«È necessario che si ascolti la voce dei medici specialisti ambulatoriali  affinché la missione 6 (Salute) del PNRR  trovi una reale e proficua realizzazione». Questo ha dichiarato Clara Imperatore, responsabile scientifico della XIII edizione del Congresso promosso dalle Donne SUMAI Napoli che si terrà mercoledì 17 aprile nell’Auditorium dell’OMCeO di Napoli.

La Medicina Territoriale risulta essere il fulcro del nuovo SSN per il quale le risorse stanziate pari a 15,63 miliardi di euro sono indirizzate a rafforzarne tutte le sue articolazioni: dalla prevenzione, alla presa in carico del paziente, dall’ammodernamento delle dotazioni tecnologiche,  all’implementazione del fascicolo sanitario elettronico e allo sviluppo della telemedicina. Come coniugare a questo punto progresso scientifico e managment sanitario. Di questo si discuterà durante i lavori congressuali.

«È necessario un confronto schietto e propositivo con le istituzioni affinché questa occasione non vada persa» aggiunge Imperatore.

«È chiaro ormai - dichiara il segretario provinciale e vice segretario nazionale SUMAI Gabriele Peperoni - come un Servizio Sanitario con un Territorio debole sia perdente. La  Medicina Territoriale  ha bisogno di potenziare l’interfaccia sociosanitaria, di integrarsi finalmente in maniera istituzionale con l’ambito ospedaliero ed anche con quello della Ricerca».

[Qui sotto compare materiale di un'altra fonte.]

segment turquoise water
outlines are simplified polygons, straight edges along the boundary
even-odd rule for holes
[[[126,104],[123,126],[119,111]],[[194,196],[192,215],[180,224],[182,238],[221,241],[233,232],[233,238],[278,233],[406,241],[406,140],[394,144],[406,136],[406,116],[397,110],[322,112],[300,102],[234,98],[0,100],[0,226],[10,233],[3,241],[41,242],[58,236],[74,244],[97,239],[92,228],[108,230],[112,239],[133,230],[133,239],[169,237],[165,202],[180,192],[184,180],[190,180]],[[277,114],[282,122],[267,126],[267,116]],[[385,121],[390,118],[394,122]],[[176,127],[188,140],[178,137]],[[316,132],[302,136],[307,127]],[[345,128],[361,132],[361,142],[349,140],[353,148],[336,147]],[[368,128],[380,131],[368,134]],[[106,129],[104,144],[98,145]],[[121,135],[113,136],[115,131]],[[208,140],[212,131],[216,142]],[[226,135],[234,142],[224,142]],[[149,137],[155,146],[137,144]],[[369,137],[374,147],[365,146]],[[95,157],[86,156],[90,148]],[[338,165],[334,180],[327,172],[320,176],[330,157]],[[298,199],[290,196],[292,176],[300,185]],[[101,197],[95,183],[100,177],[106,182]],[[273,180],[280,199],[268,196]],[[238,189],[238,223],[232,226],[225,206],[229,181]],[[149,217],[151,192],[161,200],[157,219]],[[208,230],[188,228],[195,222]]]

«I nostri specialisti sono pronti a raccogliere anche quest’ultima sfida - dichiara Luigi Sodano, direttore della Scuola Formazione Sindacale SUMAI - del resto non si sono mai tirati in dietro e lo hanno dimostrato anche durante l’emergenza per il Covid».

Interverranno anche la professoressa Maria Triassi, protagonista del nuovo protocollo di intesa che regolerà nel prossimo triennio i rapporti fra Regione e Università Federico II che porterà anche all’apertura di un pronto soccorso nell’Ateneo napoletano e il segretario nazionale SUMAI Antonio Magi da poco firmatario del nuovo Accordo Collettivo Nazionale per la specialistica Ambulatoriale.